Some places are made to be seen. Others are made to be heard.
In Tokyo, Japan, teamLab Borderless: MORI Building DIGITAL ART MUSEUM turns sound into part of the artworks. Described as a museum without a map, the artworks, together with their sound, move out of rooms, relate to other works, influence each other and at times intermingle, creating one continuous world without boundaries.
In Skåne, the southernmost part of Sweden, you can travel by natural soundscapes. The Map of Quietude maps out places of stillness across Skåne, capturing soundscapes where nature, distance and tranquility are allowed to take place.
For Josefine Nordgren, Head of Brand at Visit Skåne, the longing for quiet places feels closely connected to the way many of us live today. “Many of us live our everyday lives filled with impressions, where we are constantly connected and keeping a high pace,” she says. “Often, we may not even be aware of how much unwanted noise surrounds us during large parts of the day.”

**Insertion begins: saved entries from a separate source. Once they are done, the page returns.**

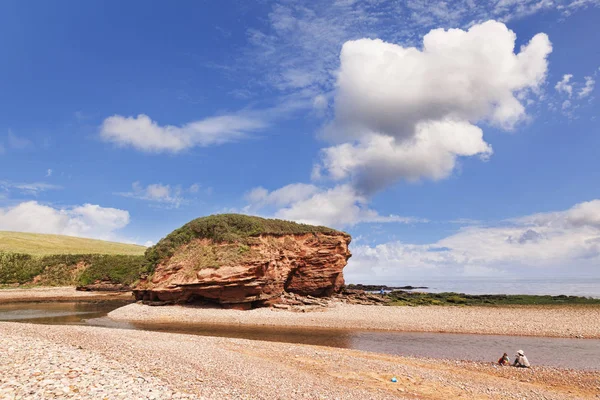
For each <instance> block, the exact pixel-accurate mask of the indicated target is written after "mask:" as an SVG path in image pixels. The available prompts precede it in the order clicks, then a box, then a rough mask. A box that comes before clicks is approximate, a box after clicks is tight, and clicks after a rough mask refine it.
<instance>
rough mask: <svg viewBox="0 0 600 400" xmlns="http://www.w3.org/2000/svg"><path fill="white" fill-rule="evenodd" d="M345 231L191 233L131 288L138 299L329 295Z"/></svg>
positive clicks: (252, 301) (172, 298)
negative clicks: (152, 273)
mask: <svg viewBox="0 0 600 400" xmlns="http://www.w3.org/2000/svg"><path fill="white" fill-rule="evenodd" d="M349 244H350V236H349V235H347V234H345V233H341V232H339V233H309V234H301V235H281V236H274V235H262V236H257V237H252V238H249V239H248V240H246V243H244V244H240V243H213V242H211V241H210V240H208V239H195V240H193V241H191V242H190V243H188V244H186V245H184V246H182V247H180V248H179V249H177V251H176V252H175V254H174V255H173V256H172V257H170V258H169V259H168V260H165V261H163V262H161V263H160V264H159V265H158V266H157V267H156V269H155V271H154V274H153V275H152V276H151V277H149V278H148V279H145V280H142V281H141V282H140V284H139V285H138V286H137V287H136V288H135V289H134V294H135V296H136V299H138V300H147V301H169V302H171V301H173V302H178V303H184V302H192V301H195V300H209V301H214V302H218V303H221V304H224V305H230V306H234V307H238V308H250V307H256V306H263V305H268V304H271V303H276V302H277V301H278V299H279V298H280V296H281V294H283V292H284V291H286V292H292V293H298V294H302V295H312V296H328V295H331V294H333V293H335V292H337V291H339V289H340V288H341V287H342V285H343V284H344V277H343V273H342V270H343V268H344V267H345V266H346V263H347V261H348V259H349V258H350V256H351V254H350V251H349V250H348V245H349Z"/></svg>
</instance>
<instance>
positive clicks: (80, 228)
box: [0, 201, 129, 239]
mask: <svg viewBox="0 0 600 400" xmlns="http://www.w3.org/2000/svg"><path fill="white" fill-rule="evenodd" d="M128 224H129V212H128V211H125V210H120V209H117V208H109V207H101V206H99V205H94V204H84V205H81V206H76V207H69V208H54V207H51V206H47V205H43V204H40V203H38V202H37V201H27V202H23V203H20V204H18V205H16V206H13V207H6V208H0V230H4V231H19V232H33V233H53V234H60V235H70V236H81V237H90V238H97V239H114V238H115V233H116V231H118V230H119V229H121V228H124V227H125V226H127V225H128Z"/></svg>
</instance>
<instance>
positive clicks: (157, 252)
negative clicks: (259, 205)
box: [146, 214, 338, 271]
mask: <svg viewBox="0 0 600 400" xmlns="http://www.w3.org/2000/svg"><path fill="white" fill-rule="evenodd" d="M337 232H338V231H336V230H334V229H331V228H327V227H324V226H314V225H306V224H298V223H295V222H290V221H283V220H279V219H266V218H260V217H253V216H249V215H242V214H219V215H211V216H208V217H202V218H197V219H195V220H193V221H191V222H188V223H187V224H185V225H184V226H182V227H181V228H179V229H176V230H174V231H173V232H171V233H170V234H169V235H167V236H166V237H165V238H163V239H161V240H160V241H159V242H158V243H157V244H156V245H155V246H153V247H150V248H149V249H148V250H146V262H147V269H148V270H149V271H153V270H154V268H155V267H156V265H158V264H159V263H160V261H162V260H164V259H166V258H168V257H171V256H172V255H173V254H174V252H175V250H176V249H177V248H179V247H180V246H182V245H184V244H187V243H189V242H190V241H192V240H194V239H210V240H212V241H213V242H217V243H223V242H225V243H241V244H246V243H247V242H248V241H249V238H251V237H253V236H260V235H301V234H306V233H337Z"/></svg>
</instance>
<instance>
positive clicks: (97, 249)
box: [0, 231, 146, 256]
mask: <svg viewBox="0 0 600 400" xmlns="http://www.w3.org/2000/svg"><path fill="white" fill-rule="evenodd" d="M145 250H146V248H145V247H144V246H138V245H135V244H124V243H116V242H106V241H103V240H95V239H84V238H78V237H72V236H63V235H47V234H40V233H23V232H5V231H0V252H4V253H23V254H30V255H35V256H44V255H53V254H119V255H143V254H144V251H145Z"/></svg>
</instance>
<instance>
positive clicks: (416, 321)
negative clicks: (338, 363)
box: [108, 302, 600, 338]
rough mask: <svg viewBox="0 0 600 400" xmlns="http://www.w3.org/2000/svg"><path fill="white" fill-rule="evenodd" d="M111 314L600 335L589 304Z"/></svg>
mask: <svg viewBox="0 0 600 400" xmlns="http://www.w3.org/2000/svg"><path fill="white" fill-rule="evenodd" d="M108 316H109V317H110V318H111V319H113V320H117V321H128V322H154V323H169V322H177V323H181V322H186V323H196V324H202V323H204V324H217V325H243V326H274V327H275V326H278V327H301V328H335V329H366V330H381V331H404V332H448V333H473V334H488V335H519V336H545V337H567V338H568V337H576V338H600V307H588V306H539V307H538V306H511V307H444V306H422V307H391V306H390V307H386V306H367V305H349V304H344V303H341V302H339V303H336V304H334V305H332V306H331V307H329V308H324V309H319V310H318V311H314V312H290V311H287V310H277V309H272V308H258V309H254V310H249V311H239V310H223V309H220V308H203V307H194V306H163V307H150V306H146V305H142V304H130V305H127V306H125V307H121V308H118V309H116V310H114V311H112V312H111V313H109V314H108Z"/></svg>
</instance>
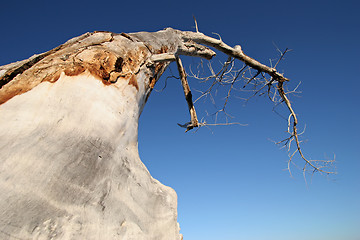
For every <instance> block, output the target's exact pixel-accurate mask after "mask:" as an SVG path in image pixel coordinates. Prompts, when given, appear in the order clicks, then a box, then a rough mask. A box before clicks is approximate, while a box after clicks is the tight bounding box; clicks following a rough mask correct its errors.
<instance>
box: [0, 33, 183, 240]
mask: <svg viewBox="0 0 360 240" xmlns="http://www.w3.org/2000/svg"><path fill="white" fill-rule="evenodd" d="M182 44H183V43H181V41H180V40H179V38H178V37H177V35H176V34H175V30H173V29H166V30H163V31H160V32H157V33H136V34H113V33H109V32H94V33H88V34H84V35H82V36H80V37H77V38H74V39H72V40H69V41H68V42H67V43H65V44H63V45H61V46H59V47H57V48H55V49H53V50H51V51H49V52H46V53H43V54H40V55H35V56H33V57H31V58H29V59H28V60H24V61H21V62H17V63H13V64H9V65H6V66H3V67H0V86H1V91H0V103H1V105H0V116H1V117H0V161H1V165H0V191H1V195H0V239H87V240H90V239H107V240H108V239H134V240H135V239H136V240H140V239H144V240H149V239H156V240H160V239H164V240H171V239H174V240H175V239H176V240H178V239H180V238H182V237H181V235H180V234H179V227H178V223H177V196H176V193H175V191H174V190H173V189H171V188H169V187H166V186H164V185H162V184H161V183H160V182H158V181H157V180H155V179H153V178H152V177H151V176H150V174H149V172H148V170H147V169H146V167H145V166H144V164H143V163H142V162H141V160H140V158H139V154H138V141H137V135H138V119H139V116H140V114H141V111H142V109H143V107H144V105H145V102H146V100H147V98H148V97H149V94H150V93H151V90H152V88H153V87H154V84H155V83H156V81H157V80H158V78H159V77H160V76H161V74H162V73H163V71H164V70H165V68H166V67H167V65H168V63H169V61H167V60H166V59H165V60H164V58H163V57H161V56H165V55H166V53H171V54H176V52H179V51H180V50H181V49H182V48H181V46H183V45H182ZM179 49H180V50H179ZM164 54H165V55H164ZM159 56H160V60H154V61H153V60H152V59H157V58H156V57H159Z"/></svg>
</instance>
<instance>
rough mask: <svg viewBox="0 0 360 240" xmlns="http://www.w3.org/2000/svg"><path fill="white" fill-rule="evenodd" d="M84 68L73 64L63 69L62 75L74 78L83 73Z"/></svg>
mask: <svg viewBox="0 0 360 240" xmlns="http://www.w3.org/2000/svg"><path fill="white" fill-rule="evenodd" d="M85 70H86V69H85V67H84V66H82V65H80V64H75V65H72V66H68V67H66V68H65V70H64V73H65V75H66V76H76V75H79V74H81V73H83V72H85Z"/></svg>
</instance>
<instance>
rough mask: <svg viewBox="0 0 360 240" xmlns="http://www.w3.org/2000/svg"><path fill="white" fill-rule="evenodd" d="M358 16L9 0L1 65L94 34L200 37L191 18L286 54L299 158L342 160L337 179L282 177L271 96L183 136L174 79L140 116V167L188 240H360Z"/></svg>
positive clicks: (179, 100) (0, 42)
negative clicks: (141, 160) (158, 190)
mask: <svg viewBox="0 0 360 240" xmlns="http://www.w3.org/2000/svg"><path fill="white" fill-rule="evenodd" d="M359 9H360V3H359V2H358V1H346V0H343V1H170V0H168V1H126V2H125V1H93V0H88V1H75V0H74V1H67V0H66V1H56V2H55V1H5V2H2V3H1V7H0V26H1V28H0V29H1V37H0V53H1V54H0V65H3V64H6V63H9V62H13V61H17V60H22V59H25V58H28V57H29V56H31V55H32V54H34V53H41V52H44V51H47V50H49V49H51V48H53V47H56V46H57V45H59V44H61V43H63V42H65V41H66V40H68V39H69V38H71V37H74V36H77V35H80V34H82V33H84V32H87V31H94V30H108V31H113V32H135V31H140V30H145V31H156V30H160V29H163V28H165V27H169V26H170V27H173V28H178V29H181V30H193V26H194V24H193V18H192V15H193V14H194V15H195V16H196V18H197V20H198V23H199V28H200V30H201V31H202V32H204V33H206V34H211V33H212V32H217V33H219V34H221V36H222V39H223V40H224V41H225V42H227V43H229V45H235V44H240V45H242V47H243V50H244V51H245V52H246V53H247V54H248V55H250V56H252V57H254V58H256V59H258V60H259V61H261V62H263V63H268V59H269V58H274V57H276V56H277V55H276V54H277V52H276V50H275V47H274V45H273V43H275V44H276V45H277V46H279V48H281V49H284V48H286V47H289V48H291V49H293V51H292V52H290V53H289V54H288V55H287V57H286V59H285V61H284V62H283V63H282V64H281V65H280V66H279V70H281V71H284V72H285V75H286V76H288V77H289V78H290V79H291V80H292V81H293V82H294V84H296V83H298V82H299V81H301V82H302V85H301V87H300V89H301V91H302V92H303V94H302V95H301V97H298V98H293V99H292V100H293V102H294V107H295V109H296V111H297V112H298V115H299V120H300V121H301V126H304V124H306V126H307V129H306V133H305V138H306V139H308V142H307V143H306V144H305V145H304V151H305V153H306V155H307V156H310V157H311V158H324V157H325V156H326V155H327V156H330V157H331V156H332V155H333V154H336V159H337V171H338V174H337V175H336V176H332V177H330V178H327V177H323V176H320V175H315V176H314V177H313V178H312V181H311V183H309V184H308V186H306V184H305V182H304V179H303V178H302V175H301V173H300V171H297V170H296V169H295V168H294V169H293V172H294V178H291V177H290V176H289V173H288V172H287V171H284V169H285V168H286V161H287V154H286V152H284V151H283V150H279V148H278V147H277V146H275V145H274V144H273V143H272V142H271V141H269V140H268V139H269V138H272V139H280V138H281V137H282V136H283V132H284V131H285V130H286V129H285V127H286V122H284V120H282V119H281V118H280V117H279V116H278V115H276V114H275V113H273V112H272V107H271V105H270V104H269V103H268V101H267V100H266V99H265V98H258V99H256V98H255V99H253V100H252V101H250V102H249V103H248V104H247V105H246V106H245V107H244V106H243V103H242V102H241V101H239V100H236V99H233V101H232V104H231V105H230V106H229V107H230V110H231V113H232V114H233V115H235V116H236V120H237V121H239V122H242V123H247V124H249V125H248V126H246V127H242V126H228V127H214V128H212V129H211V131H210V130H208V129H206V128H204V129H201V130H200V131H198V132H197V133H186V134H185V133H184V129H182V128H179V127H178V126H177V123H184V122H186V121H188V111H187V105H186V102H185V100H184V97H183V93H182V89H181V85H180V83H179V82H178V81H177V80H174V79H172V80H169V81H168V86H167V88H166V89H165V91H163V92H161V93H157V92H153V94H152V96H151V98H150V100H149V102H148V103H147V106H146V107H145V110H144V112H143V114H142V116H141V119H140V129H139V150H140V155H141V158H142V160H143V162H144V163H145V164H146V166H147V167H148V169H149V171H150V173H151V174H152V175H153V176H154V177H155V178H156V179H158V180H160V181H161V182H162V183H164V184H166V185H169V186H171V187H173V188H174V189H175V190H176V192H177V194H178V214H179V217H178V220H179V222H180V226H181V228H182V230H181V232H182V233H183V234H184V239H185V240H219V239H224V240H325V239H326V240H344V239H346V240H359V239H360V174H359V171H360V161H359V160H360V152H359V149H360V141H359V134H360V127H359V123H358V122H359V118H360V110H359V106H358V105H359V103H360V94H359V90H360V79H359V75H358V73H357V72H356V71H357V70H358V69H360V57H359V56H360V47H359V43H360V14H359ZM191 63H192V60H188V59H185V65H187V66H188V65H189V64H191ZM171 68H172V69H173V70H174V72H175V69H176V68H175V66H172V67H171ZM167 74H168V73H167ZM164 79H165V78H163V79H162V81H159V83H158V85H157V88H158V89H160V88H161V87H162V86H163V84H164ZM190 84H193V85H196V83H194V80H190ZM208 106H209V109H210V110H211V104H209V105H208ZM199 109H200V111H199V112H198V115H199V116H200V117H201V116H203V115H204V112H203V111H202V109H203V108H202V107H200V106H199ZM308 180H310V179H308Z"/></svg>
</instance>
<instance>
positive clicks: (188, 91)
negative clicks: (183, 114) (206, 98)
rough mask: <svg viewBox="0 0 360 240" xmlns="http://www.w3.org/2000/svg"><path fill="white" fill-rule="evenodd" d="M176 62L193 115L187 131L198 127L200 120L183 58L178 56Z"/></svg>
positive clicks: (185, 93)
mask: <svg viewBox="0 0 360 240" xmlns="http://www.w3.org/2000/svg"><path fill="white" fill-rule="evenodd" d="M176 64H177V67H178V70H179V75H180V79H181V85H182V86H183V89H184V94H185V99H186V102H187V103H188V107H189V112H190V117H191V122H190V123H189V124H187V125H186V132H187V131H189V130H191V129H193V128H194V127H198V126H199V122H198V119H197V116H196V111H195V107H194V103H193V101H192V94H191V91H190V87H189V83H188V81H187V77H186V72H185V70H184V67H183V65H182V62H181V59H180V58H178V57H177V58H176ZM180 126H181V125H180Z"/></svg>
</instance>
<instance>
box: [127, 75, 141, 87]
mask: <svg viewBox="0 0 360 240" xmlns="http://www.w3.org/2000/svg"><path fill="white" fill-rule="evenodd" d="M129 85H133V86H134V87H135V88H136V90H138V91H139V85H138V84H137V80H136V77H135V76H134V75H131V77H130V80H129Z"/></svg>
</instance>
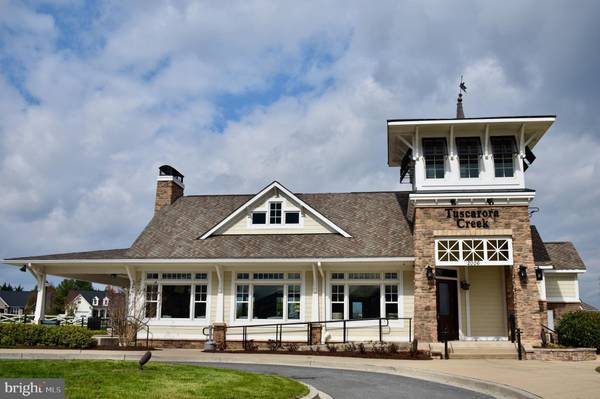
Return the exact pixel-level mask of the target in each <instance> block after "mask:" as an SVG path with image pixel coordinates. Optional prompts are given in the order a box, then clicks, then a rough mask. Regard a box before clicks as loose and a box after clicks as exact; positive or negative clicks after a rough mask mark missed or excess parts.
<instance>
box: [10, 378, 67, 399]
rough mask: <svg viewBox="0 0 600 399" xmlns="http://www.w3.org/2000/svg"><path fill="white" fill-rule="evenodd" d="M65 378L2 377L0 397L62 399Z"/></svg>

But The Map of Quietude is not about total silence. It is about the absence of unwanted sound. One place Josefine feels captures this especially well is Gislövshammar’s stone quarry, where “you are greeted by the wind in the grass, the birds and the lapping of the stones in the water.”
For those not in Skåne, Visit Skåne has gathered around 26 hours of recordings on Spotify, so you can listen your way into the landscape from anywhere in the world.
Travel is not only what you see. Sometimes it’s the sounds that stay with you.